The key difference, they argue, is that autonomous vehicles drive “altruistically,” which is to say they deliberately accommodate other drivers — by, say, always allowing other drivers to merge ahead of them. This type of behavior can be taken advantage of, but at a policy level it should be rewarded, they argue, and AVs should be given access to things like toll roads and HOV and bus lanes, since they won’t use them “selfishly.”
They also recommend that planning agencies take a real zoomed-out view when making decisions, involving other transportation types like bikes and scooters and looking at how inter-AV and inter-fleet communication should be required or augmented. You can read the full 23-page report here (PDF).
Turning from traffic to translation, Meta this past week announced a new system, Universal Speech Translator, that’s designed to interpret unwritten languages like Hokkien. As an Engadget piece on the system notes, thousands of spoken languages don’t have a written component, posing a problem for most machine learning translation systems, which typically need to convert speech to written words before translating the new language and reverting the text back to speech.

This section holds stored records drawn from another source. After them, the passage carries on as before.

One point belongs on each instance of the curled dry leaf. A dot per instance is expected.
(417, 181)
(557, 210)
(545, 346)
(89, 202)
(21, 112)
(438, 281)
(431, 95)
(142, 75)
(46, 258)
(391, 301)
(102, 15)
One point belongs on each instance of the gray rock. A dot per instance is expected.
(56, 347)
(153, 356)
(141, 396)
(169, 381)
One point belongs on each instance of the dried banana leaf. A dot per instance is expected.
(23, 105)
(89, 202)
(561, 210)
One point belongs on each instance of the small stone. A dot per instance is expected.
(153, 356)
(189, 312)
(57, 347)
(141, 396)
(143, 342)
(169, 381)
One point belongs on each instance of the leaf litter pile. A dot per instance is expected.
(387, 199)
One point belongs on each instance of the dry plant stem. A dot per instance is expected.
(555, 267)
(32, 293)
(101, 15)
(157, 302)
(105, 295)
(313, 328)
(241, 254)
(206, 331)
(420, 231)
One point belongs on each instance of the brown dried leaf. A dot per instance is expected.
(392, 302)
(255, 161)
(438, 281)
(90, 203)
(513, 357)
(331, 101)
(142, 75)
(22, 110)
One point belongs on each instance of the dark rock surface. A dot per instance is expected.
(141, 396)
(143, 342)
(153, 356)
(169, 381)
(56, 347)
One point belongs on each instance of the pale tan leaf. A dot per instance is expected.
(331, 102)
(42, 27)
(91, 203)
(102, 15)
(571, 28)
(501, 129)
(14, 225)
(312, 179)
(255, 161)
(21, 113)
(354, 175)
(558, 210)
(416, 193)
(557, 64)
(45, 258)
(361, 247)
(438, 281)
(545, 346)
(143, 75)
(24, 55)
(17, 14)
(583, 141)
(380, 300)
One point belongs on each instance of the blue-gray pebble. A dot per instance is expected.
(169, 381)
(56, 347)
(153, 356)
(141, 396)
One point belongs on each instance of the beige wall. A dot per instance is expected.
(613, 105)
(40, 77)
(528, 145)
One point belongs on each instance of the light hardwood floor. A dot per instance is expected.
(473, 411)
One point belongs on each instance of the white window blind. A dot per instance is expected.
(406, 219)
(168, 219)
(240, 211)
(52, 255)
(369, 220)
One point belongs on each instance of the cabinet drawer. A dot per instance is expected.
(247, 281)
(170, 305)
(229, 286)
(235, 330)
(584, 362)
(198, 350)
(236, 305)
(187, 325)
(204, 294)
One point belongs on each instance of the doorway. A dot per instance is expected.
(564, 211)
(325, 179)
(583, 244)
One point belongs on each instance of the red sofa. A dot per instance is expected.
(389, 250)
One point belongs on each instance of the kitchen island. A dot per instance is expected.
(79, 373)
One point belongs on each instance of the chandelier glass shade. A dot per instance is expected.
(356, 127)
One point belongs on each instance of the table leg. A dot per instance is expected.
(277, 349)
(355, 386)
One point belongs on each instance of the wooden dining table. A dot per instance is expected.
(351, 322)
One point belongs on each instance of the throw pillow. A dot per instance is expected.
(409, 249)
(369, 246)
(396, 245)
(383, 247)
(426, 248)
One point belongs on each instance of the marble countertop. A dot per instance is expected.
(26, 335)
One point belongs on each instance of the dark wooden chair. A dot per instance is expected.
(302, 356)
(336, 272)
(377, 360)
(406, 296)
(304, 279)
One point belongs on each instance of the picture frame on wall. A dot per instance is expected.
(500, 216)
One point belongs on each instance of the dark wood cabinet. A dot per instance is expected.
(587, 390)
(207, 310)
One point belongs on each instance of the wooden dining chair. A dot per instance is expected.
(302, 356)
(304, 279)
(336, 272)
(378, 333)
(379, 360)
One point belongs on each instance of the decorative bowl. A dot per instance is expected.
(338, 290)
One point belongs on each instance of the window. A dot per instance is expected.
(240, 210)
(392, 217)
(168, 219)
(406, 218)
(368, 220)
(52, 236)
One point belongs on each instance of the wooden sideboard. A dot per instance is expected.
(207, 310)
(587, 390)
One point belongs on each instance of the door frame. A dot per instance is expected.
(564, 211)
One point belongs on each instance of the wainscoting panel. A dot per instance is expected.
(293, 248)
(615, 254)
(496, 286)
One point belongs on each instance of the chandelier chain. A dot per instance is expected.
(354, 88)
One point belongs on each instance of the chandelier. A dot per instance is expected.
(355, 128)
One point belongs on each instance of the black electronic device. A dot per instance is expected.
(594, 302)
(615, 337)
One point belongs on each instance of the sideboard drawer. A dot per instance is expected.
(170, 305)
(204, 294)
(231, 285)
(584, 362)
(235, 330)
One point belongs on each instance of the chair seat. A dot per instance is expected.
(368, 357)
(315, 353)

To get around the lack of labeled examples of language, Universal Speech Translator converts speech into “acoustic units” and then generates waveforms. Currently, the system is rather limited in what it can do — it allows speakers of Hokkien, a language commonly used in southeastern mainland China, to translate to English one full sentence at a time. But the Meta research team behind Universal Speech Translator believes that it’ll continue to improve.
Elsewhere within the AI field, researchers at DeepMind detailed AlphaTensor, which the Alphabet-backed lab claims is the first AI system for discovering new, efficient and “provably correct” algorithms. AlphaTensor was designed specifically to find new techniques for matrix multiplication, a math operation that’s core to the way modern machine learning systems work.
To leverage AlphaTensor, DeepMind converted the problem of finding matrix multiplication algorithms into a single-player game where the “board” is a three-dimensional array of numbers called a tensor. According to DeepMind, AlphaTensor learned to excel at it, improving an algorithm first discovered 50 years ago and discovering new algorithms with “state-of-the-art” complexity. One algorithm the system discovered, optimized for hardware such as Nvidia’s V100 GPU, was 10% to 20% faster than commonly used algorithms on the same hardware.